I need some help here; I'm trying to make a few Regex
expressions in order to catch the word int
, any mathematical operations, any digits and =
signs in my code, while ignoring all the rest. The words which will be ignored will be set to false, while others true as shown in the code below.
This will be used to Tokenize the above mentioned keywords in order to implement a Lexer which can detect integer overflows. I need this done exclusively with Regex
.
I've already successfuly captured the word int
, mathematical operations and digits, but my Regex
can't seem to recognize any random words; such as variable names (number1, number2, etc) and any other words inside the language, such as if statements, round braces, curly brackets, etc...
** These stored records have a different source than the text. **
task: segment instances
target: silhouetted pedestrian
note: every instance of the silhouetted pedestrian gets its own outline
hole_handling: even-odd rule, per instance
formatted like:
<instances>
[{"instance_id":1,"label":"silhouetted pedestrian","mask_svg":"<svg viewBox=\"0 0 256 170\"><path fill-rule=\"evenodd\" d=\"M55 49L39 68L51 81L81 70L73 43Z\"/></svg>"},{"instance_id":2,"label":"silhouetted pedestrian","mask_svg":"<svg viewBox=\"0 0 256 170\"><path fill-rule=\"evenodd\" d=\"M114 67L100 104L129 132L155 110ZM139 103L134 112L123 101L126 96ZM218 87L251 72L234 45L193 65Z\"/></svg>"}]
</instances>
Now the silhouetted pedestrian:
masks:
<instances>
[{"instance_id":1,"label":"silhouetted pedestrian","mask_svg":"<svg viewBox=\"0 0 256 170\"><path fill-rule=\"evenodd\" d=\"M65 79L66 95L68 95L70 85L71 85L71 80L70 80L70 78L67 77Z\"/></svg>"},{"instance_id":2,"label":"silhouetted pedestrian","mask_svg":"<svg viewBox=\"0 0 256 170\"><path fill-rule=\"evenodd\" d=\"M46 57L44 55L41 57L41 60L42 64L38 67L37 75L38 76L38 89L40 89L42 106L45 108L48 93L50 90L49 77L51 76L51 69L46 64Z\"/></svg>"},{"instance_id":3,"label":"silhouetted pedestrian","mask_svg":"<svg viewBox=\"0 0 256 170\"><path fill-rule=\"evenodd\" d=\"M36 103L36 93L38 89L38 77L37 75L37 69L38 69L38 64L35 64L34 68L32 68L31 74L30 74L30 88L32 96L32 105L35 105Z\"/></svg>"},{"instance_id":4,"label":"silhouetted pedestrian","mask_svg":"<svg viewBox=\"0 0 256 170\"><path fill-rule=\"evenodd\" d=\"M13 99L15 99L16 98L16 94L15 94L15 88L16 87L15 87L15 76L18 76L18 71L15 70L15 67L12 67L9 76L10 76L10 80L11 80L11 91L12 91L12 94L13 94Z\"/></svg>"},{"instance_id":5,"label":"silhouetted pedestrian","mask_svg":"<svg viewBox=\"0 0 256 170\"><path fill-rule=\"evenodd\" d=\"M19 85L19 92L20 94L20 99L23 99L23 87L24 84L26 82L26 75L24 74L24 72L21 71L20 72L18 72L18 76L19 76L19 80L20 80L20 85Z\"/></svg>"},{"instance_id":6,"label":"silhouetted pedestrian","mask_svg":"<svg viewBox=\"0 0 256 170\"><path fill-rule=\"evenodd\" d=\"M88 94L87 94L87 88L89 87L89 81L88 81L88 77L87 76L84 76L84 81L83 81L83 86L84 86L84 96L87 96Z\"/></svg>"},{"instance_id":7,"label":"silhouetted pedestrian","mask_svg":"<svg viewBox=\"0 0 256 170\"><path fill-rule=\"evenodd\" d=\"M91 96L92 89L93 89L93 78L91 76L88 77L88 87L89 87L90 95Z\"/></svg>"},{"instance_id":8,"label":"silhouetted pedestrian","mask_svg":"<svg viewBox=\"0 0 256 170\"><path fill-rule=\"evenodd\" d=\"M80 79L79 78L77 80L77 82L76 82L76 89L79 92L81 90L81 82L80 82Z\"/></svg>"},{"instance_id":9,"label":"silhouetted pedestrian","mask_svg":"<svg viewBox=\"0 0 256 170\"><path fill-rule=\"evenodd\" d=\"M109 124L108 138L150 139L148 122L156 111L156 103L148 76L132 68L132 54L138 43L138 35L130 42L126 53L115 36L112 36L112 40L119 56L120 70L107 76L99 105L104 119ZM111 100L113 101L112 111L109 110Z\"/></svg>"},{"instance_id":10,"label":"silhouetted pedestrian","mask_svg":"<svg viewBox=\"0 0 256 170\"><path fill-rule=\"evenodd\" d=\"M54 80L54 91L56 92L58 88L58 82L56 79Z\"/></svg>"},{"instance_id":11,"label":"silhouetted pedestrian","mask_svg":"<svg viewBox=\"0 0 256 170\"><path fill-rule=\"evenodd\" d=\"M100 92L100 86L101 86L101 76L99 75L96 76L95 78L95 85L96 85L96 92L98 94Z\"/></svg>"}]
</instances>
lexer.AddDefinition(new TokenDefinition(
"(operator)",
new Regex(@"\*|\/|\+|\-"),
false));
lexer.AddDefinition(new TokenDefinition(
"(literal)",
new Regex(@"\d+"),
false));
lexer.AddDefinition(new TokenDefinition(
"(Random Word)",
new Regex(@"(?=.*[A-Z])(?=.*[a-z])"),
false));
lexer.AddDefinition(new TokenDefinition(
"(integer)",
new Regex(@"\bint\b"),
false));
lexer.AddDefinition(new TokenDefinition(
"(white-space)",
new Regex(@"\s+"),
true));
// This is not working. Random words such as variable names are not being captured by this.
lexer.AddDefinition(new TokenDefinition(
"(random-word)",
new Regex(@"\b(?=.*[A-Z])(?=.*[a-z])\b"),
true));
// What about the brackets? How can I implement a Regex to capture brackets?
This seems to be so simple but I can't get it done. Please share your views, any opinions are welcome.